Previous reports have demonstrated a potential for difficult airway management in patients with NS.3,4 Difficulty with tracheal intubation in patients with NS can arise from craniofacial abnormalities, which include high palatal arch, dental malocclusion, and webbing of the neck.3 Even though in the present case the patient did have some noted craniofacial abnormalities, tracheal intubation was easily accomplished likely because of her mandibular protrusion.

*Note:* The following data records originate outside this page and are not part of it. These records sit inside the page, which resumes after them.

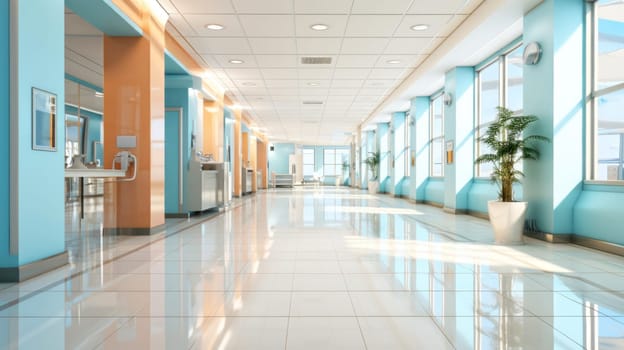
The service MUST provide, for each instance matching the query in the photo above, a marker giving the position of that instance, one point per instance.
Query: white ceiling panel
(198, 24)
(267, 25)
(374, 92)
(344, 83)
(318, 73)
(281, 83)
(199, 6)
(279, 99)
(372, 25)
(443, 6)
(390, 61)
(363, 46)
(336, 23)
(323, 6)
(342, 92)
(276, 61)
(264, 6)
(379, 83)
(181, 25)
(244, 74)
(332, 98)
(220, 46)
(316, 84)
(386, 73)
(381, 7)
(268, 46)
(408, 46)
(249, 61)
(318, 46)
(284, 73)
(453, 23)
(356, 61)
(250, 83)
(283, 92)
(436, 23)
(351, 73)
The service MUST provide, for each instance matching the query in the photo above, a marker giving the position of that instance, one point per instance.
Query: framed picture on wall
(43, 120)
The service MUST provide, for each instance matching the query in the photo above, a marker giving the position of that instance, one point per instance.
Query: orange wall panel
(134, 105)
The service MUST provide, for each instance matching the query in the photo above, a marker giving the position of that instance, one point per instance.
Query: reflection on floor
(317, 268)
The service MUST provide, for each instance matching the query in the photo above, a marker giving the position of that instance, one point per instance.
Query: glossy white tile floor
(321, 268)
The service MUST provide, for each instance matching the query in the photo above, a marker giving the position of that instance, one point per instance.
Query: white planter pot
(373, 187)
(507, 220)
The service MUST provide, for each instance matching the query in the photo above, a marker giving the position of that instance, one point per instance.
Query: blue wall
(383, 146)
(319, 152)
(41, 174)
(94, 129)
(278, 158)
(179, 93)
(554, 91)
(4, 136)
(458, 128)
(434, 190)
(598, 213)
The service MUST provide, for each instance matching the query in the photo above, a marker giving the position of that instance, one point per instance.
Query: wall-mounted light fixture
(532, 53)
(448, 98)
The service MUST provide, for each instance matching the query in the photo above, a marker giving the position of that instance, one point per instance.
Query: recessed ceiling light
(214, 26)
(419, 27)
(319, 27)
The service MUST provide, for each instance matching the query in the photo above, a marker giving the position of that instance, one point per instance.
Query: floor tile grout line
(19, 299)
(355, 315)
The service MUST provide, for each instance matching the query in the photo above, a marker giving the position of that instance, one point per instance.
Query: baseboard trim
(434, 204)
(35, 268)
(133, 231)
(549, 237)
(454, 211)
(177, 215)
(478, 214)
(593, 243)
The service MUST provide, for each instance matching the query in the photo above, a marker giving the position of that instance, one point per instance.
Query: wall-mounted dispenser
(125, 158)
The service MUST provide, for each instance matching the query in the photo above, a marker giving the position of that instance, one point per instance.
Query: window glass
(308, 162)
(609, 100)
(489, 92)
(513, 65)
(437, 137)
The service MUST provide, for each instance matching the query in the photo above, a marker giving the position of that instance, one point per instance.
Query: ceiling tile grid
(363, 50)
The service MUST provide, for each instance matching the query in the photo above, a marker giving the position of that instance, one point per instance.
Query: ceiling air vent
(315, 60)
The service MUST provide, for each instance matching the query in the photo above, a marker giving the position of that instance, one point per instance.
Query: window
(333, 159)
(437, 137)
(607, 85)
(407, 143)
(498, 84)
(308, 162)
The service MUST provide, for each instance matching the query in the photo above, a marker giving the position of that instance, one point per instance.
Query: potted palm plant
(508, 146)
(372, 162)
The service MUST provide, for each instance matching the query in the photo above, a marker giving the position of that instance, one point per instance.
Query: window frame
(592, 160)
(432, 139)
(407, 172)
(502, 60)
(303, 152)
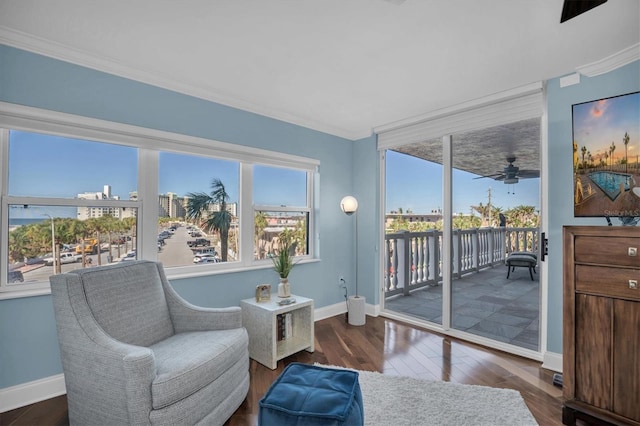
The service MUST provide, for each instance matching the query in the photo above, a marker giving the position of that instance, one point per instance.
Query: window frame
(150, 142)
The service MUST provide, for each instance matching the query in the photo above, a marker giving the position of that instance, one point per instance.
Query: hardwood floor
(383, 345)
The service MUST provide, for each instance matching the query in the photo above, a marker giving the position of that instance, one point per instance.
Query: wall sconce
(349, 205)
(356, 304)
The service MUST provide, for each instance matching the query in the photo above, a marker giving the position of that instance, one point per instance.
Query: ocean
(25, 221)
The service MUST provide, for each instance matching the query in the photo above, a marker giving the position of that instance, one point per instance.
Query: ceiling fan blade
(526, 174)
(493, 176)
(573, 8)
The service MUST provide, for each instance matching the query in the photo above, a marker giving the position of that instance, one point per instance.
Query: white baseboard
(552, 361)
(340, 308)
(31, 392)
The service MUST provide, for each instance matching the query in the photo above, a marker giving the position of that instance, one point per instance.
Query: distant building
(85, 213)
(412, 217)
(171, 205)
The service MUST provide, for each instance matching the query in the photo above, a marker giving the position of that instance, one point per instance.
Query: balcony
(484, 301)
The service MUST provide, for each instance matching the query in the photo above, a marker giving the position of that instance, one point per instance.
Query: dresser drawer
(605, 281)
(607, 250)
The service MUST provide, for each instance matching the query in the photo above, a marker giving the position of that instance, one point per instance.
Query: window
(199, 197)
(281, 207)
(79, 192)
(68, 200)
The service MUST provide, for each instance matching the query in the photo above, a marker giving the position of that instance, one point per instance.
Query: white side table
(261, 320)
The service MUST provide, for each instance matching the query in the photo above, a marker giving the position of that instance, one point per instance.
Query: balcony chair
(134, 352)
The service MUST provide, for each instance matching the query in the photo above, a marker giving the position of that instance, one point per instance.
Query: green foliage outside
(483, 216)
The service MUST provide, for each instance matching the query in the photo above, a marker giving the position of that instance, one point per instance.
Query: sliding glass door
(456, 208)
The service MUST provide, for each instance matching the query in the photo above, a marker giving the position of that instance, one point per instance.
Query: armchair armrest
(189, 317)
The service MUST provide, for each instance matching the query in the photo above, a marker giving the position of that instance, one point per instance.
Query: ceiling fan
(511, 174)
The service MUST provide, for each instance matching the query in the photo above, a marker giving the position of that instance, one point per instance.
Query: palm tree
(625, 139)
(612, 150)
(260, 223)
(201, 207)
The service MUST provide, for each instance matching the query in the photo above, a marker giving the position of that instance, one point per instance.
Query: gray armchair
(134, 352)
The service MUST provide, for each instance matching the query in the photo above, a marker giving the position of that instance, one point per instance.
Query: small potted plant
(283, 263)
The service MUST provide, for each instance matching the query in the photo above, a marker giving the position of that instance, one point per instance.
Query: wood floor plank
(382, 345)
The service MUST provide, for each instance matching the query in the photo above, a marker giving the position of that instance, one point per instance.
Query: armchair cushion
(134, 352)
(129, 303)
(187, 362)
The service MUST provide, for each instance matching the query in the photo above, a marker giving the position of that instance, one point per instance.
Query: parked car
(198, 242)
(15, 277)
(64, 258)
(205, 258)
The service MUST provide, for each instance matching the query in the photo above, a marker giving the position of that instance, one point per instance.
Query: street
(175, 252)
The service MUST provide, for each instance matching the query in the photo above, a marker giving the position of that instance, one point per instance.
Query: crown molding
(55, 50)
(610, 63)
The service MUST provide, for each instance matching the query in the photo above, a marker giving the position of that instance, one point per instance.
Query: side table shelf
(261, 321)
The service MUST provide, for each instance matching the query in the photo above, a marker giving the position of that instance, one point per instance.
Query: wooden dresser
(601, 330)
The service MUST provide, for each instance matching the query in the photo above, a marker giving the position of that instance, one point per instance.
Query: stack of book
(284, 326)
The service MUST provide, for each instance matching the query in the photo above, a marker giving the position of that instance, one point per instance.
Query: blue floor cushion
(311, 395)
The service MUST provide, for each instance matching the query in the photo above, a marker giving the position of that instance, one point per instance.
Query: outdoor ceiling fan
(511, 174)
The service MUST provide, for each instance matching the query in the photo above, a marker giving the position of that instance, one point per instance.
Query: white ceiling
(338, 66)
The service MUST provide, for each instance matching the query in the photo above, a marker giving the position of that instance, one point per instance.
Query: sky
(598, 123)
(44, 165)
(416, 184)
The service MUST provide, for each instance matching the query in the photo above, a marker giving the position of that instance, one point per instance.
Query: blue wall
(560, 208)
(29, 348)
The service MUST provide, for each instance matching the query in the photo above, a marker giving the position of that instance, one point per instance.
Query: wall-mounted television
(606, 157)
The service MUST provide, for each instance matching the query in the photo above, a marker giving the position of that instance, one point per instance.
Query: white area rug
(397, 401)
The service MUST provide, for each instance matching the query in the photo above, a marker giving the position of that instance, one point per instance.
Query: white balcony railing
(414, 259)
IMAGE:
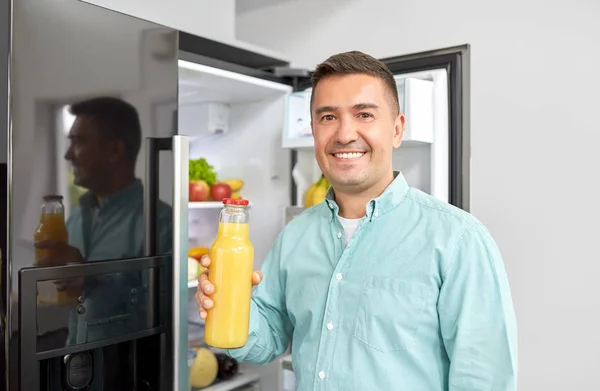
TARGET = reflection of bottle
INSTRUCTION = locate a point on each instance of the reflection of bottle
(51, 227)
(230, 271)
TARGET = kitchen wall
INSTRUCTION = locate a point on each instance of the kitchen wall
(210, 19)
(535, 136)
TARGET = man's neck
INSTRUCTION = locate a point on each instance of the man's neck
(353, 204)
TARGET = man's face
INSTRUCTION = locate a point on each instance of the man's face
(355, 130)
(89, 153)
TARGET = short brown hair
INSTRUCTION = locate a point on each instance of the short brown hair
(355, 62)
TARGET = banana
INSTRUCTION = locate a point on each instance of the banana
(308, 195)
(320, 191)
(235, 184)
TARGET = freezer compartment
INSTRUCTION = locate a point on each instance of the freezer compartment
(108, 320)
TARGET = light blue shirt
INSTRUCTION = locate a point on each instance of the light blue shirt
(114, 230)
(418, 300)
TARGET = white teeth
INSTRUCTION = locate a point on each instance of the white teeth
(352, 155)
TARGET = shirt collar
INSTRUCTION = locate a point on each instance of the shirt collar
(391, 197)
(132, 191)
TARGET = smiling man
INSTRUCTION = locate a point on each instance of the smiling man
(381, 287)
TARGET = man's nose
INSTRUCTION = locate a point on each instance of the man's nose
(69, 154)
(347, 132)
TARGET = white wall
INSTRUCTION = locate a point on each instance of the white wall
(535, 136)
(208, 18)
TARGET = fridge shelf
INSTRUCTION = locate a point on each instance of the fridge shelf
(245, 378)
(207, 205)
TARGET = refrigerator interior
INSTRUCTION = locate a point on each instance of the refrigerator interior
(235, 122)
(246, 128)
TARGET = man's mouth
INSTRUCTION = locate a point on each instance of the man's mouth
(348, 155)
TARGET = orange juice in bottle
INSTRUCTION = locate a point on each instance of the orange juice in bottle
(51, 227)
(230, 271)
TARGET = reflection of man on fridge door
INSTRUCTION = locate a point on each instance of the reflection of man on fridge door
(381, 286)
(108, 223)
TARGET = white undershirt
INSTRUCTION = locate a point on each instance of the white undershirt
(350, 226)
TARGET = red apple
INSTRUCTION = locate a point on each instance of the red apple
(219, 191)
(198, 191)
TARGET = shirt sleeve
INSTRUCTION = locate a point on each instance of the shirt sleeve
(270, 329)
(477, 318)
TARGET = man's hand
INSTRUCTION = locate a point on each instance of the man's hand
(205, 288)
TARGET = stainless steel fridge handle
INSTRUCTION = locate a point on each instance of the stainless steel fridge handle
(178, 328)
(181, 158)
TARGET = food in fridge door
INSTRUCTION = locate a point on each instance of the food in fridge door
(220, 191)
(200, 170)
(316, 192)
(194, 266)
(235, 184)
(199, 191)
(201, 177)
(204, 369)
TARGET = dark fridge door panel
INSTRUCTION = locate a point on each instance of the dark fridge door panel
(88, 87)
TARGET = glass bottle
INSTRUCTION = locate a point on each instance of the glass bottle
(230, 271)
(51, 227)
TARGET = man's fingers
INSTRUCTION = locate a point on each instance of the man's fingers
(256, 277)
(205, 261)
(204, 303)
(205, 285)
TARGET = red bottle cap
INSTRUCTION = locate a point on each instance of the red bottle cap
(232, 201)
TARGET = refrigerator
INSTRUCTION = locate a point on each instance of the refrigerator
(101, 114)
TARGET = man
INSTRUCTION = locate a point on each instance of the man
(108, 224)
(380, 287)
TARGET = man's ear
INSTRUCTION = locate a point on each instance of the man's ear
(398, 130)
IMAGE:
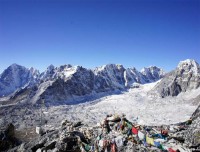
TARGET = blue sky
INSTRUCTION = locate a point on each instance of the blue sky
(134, 33)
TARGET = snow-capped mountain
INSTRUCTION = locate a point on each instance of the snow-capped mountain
(185, 77)
(15, 77)
(152, 74)
(67, 82)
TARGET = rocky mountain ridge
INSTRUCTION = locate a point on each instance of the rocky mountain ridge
(184, 78)
(68, 82)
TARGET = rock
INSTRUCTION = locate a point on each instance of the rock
(7, 137)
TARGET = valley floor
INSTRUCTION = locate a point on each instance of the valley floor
(138, 104)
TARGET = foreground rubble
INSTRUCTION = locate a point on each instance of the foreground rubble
(114, 133)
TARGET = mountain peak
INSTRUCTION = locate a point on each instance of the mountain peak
(189, 66)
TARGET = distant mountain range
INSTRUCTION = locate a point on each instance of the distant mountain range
(67, 82)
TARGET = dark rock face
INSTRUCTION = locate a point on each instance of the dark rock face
(67, 83)
(7, 138)
(192, 135)
(185, 77)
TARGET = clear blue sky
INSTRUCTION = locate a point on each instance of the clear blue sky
(135, 33)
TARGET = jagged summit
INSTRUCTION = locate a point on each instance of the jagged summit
(184, 78)
(64, 82)
(189, 66)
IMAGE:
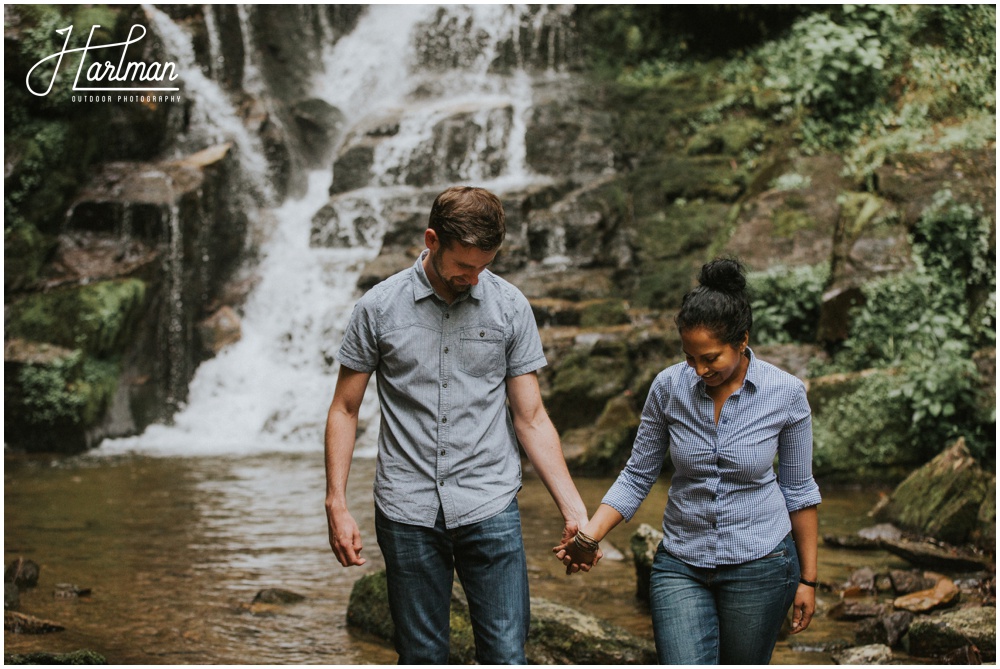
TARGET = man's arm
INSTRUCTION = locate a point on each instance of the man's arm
(341, 428)
(540, 440)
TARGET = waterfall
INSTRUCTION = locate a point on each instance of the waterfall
(270, 391)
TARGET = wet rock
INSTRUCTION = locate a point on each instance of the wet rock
(906, 582)
(558, 634)
(69, 591)
(643, 543)
(863, 579)
(277, 596)
(935, 556)
(944, 593)
(11, 596)
(886, 629)
(219, 330)
(22, 573)
(853, 610)
(941, 499)
(849, 541)
(319, 125)
(936, 636)
(76, 657)
(20, 623)
(873, 654)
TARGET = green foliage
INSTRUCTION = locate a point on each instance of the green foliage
(72, 389)
(786, 303)
(863, 428)
(921, 323)
(834, 70)
(94, 318)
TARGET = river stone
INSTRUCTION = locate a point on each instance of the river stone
(644, 544)
(941, 499)
(22, 573)
(873, 654)
(20, 623)
(886, 629)
(931, 556)
(558, 634)
(944, 593)
(277, 596)
(905, 582)
(938, 635)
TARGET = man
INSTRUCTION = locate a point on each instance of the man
(451, 345)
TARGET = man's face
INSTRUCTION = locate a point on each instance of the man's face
(456, 268)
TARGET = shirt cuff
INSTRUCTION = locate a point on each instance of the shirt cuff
(801, 496)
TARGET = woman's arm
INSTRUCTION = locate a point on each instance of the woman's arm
(805, 531)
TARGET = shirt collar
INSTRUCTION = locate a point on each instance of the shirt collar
(422, 287)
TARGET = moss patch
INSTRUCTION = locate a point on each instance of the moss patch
(95, 318)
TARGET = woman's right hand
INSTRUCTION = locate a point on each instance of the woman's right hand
(576, 558)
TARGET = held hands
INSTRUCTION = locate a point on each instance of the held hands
(578, 551)
(345, 537)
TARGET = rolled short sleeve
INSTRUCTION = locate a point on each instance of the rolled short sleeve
(359, 349)
(795, 446)
(524, 345)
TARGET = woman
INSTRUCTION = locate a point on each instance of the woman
(739, 543)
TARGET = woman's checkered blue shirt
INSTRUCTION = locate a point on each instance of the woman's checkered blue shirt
(726, 504)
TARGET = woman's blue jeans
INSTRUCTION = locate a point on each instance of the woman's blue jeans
(726, 615)
(420, 565)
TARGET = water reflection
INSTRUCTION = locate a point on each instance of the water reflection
(175, 549)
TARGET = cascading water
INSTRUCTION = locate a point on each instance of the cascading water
(270, 391)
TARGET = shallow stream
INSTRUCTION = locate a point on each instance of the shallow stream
(174, 549)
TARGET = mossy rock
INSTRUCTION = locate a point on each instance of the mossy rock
(584, 380)
(75, 657)
(95, 318)
(609, 441)
(943, 498)
(54, 395)
(729, 138)
(557, 634)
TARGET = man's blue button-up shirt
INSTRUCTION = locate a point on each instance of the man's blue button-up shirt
(726, 504)
(446, 439)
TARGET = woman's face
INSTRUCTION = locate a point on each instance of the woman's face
(716, 362)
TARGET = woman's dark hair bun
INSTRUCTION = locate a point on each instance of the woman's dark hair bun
(725, 275)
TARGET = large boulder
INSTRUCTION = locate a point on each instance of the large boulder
(558, 634)
(936, 636)
(943, 498)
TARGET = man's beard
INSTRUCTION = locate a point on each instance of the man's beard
(456, 288)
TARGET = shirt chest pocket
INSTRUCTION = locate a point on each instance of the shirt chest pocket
(480, 350)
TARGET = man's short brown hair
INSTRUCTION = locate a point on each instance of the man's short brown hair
(470, 216)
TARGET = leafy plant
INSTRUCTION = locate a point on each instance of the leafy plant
(786, 303)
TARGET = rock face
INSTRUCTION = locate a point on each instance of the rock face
(78, 356)
(937, 636)
(943, 499)
(557, 635)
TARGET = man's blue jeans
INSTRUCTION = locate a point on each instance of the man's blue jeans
(420, 564)
(727, 615)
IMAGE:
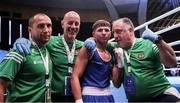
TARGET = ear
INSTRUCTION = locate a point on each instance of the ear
(62, 23)
(131, 29)
(29, 29)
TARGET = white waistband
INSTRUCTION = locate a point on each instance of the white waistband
(172, 91)
(96, 91)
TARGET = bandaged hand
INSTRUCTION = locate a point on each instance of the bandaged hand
(90, 44)
(23, 45)
(148, 34)
(119, 56)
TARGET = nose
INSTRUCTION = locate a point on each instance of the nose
(46, 28)
(73, 25)
(115, 36)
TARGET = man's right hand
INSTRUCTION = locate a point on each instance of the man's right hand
(23, 45)
(90, 44)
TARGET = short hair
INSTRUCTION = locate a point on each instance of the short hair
(32, 18)
(125, 20)
(100, 23)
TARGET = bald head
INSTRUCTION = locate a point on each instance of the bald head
(126, 21)
(71, 14)
(36, 17)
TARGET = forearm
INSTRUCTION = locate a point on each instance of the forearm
(117, 76)
(76, 88)
(167, 55)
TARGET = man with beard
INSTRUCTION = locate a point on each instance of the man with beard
(63, 51)
(27, 77)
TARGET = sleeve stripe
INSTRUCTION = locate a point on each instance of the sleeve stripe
(14, 56)
(13, 59)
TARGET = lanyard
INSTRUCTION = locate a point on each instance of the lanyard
(45, 62)
(128, 57)
(70, 54)
(47, 82)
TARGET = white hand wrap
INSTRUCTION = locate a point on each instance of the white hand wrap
(79, 101)
(119, 56)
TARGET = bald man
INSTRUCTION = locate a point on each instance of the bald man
(63, 51)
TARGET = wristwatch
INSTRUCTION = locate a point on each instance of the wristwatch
(158, 39)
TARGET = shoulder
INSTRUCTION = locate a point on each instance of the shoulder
(79, 43)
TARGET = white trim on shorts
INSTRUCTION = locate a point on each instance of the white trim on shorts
(96, 91)
(172, 91)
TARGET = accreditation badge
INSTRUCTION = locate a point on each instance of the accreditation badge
(68, 86)
(129, 85)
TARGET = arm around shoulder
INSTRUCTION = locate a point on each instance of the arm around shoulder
(3, 85)
(79, 68)
(167, 54)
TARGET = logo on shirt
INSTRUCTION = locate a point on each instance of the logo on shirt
(141, 55)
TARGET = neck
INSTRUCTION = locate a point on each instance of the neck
(38, 44)
(67, 39)
(101, 48)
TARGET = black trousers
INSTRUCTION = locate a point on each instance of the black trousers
(63, 99)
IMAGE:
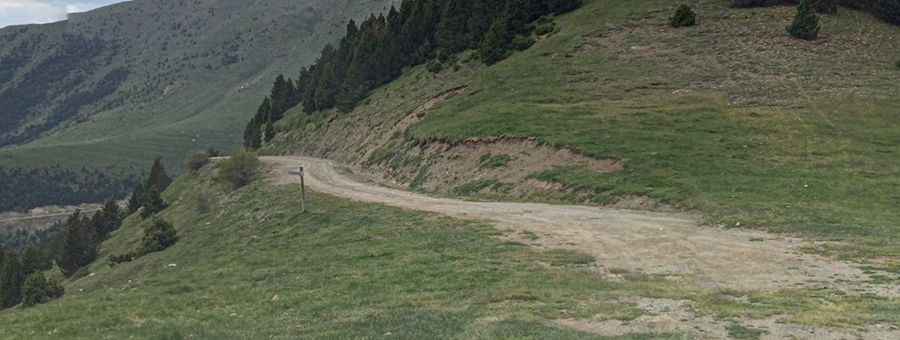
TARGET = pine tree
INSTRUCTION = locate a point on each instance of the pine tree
(806, 23)
(11, 279)
(80, 244)
(107, 220)
(153, 203)
(135, 201)
(452, 32)
(279, 100)
(269, 131)
(496, 42)
(35, 290)
(34, 260)
(158, 178)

Cardiovascular disease is one of the principal features of NS and is observed as frequently as 82%–90%.9,10 Congenital heart defects are the major cardiovascular abnormality, with pulmonary stenosis being the most common (25%–71%), followed by atrial septal defects (4%–57%), hypertrophic cardiomyopathy (10%–29%), ventricular septal defects (1%–14%), arterial aneurysms (<1%), and others.10 In the present case, hypertrophic cardiomyopathy and mitral valve regurgitation were identified by preoperative screening with TTE, but the planned surgery continued as the patient did not present with apparent LVOT obstruction and never experienced any serious cardiac signs or symptoms such as syncope. Strategies for the anesthetic management of patients with hypertrophic cardiomyopathy include the following: 1) maintaining preload and afterload, and 2) avoiding excessive sympathetic activity, which induces LVOT obstruction.16 We used sevoflurane to maintain general anesthesia in this case because it causes mild myocardial depression and a modest decrease in systemic vascular resistance and blood pressure compared with other volatile anesthetics like isoflurane or desflurane.17
In orthognathic surgery, hypotensive anesthesia is commonly used to reduce blood loss and improve visibility of the surgical sites.18 However, vasodilator-induced hypotension is potentially unsafe in patients with hypertrophic cardiomyopathy because it reduces preload, which can lead to a decrease in cardiac output. Therefore, at the beginning of the operation, we did not attempt to perform hypotensive anesthesia, and mean arterial blood pressure was kept at ∼70 mm Hg. However, due to unexpected excessive bleeding, controlled hypotension was requested by the oral surgeons before the maxillary down fracture. We induced mild hypotensive anesthesia throughout the surgical procedure using a nitroglycerine infusion while carefully monitoring arterial pulse pressure variation, which helps quantify the changes in arterial pulse pressure during mechanical ventilation and is one of the dynamic variables that can predict fluid responsiveness.19
CONCLUSION
To perform orthognathic surgery for patients with NS, appropriate preoperative evaluations of any existing cardiovascular comorbidities, possible hemostatic abnormalities, and craniofacial abnormalities, which potentially leads to difficult airway management are required. Even if routine preoperative coagulation tests are normal, a more extensive hematologic evaluation may be recommended. Furthermore, preparations for addressing unexpected significant bleeding are crucial for the safe perioperative management of the patients with NS.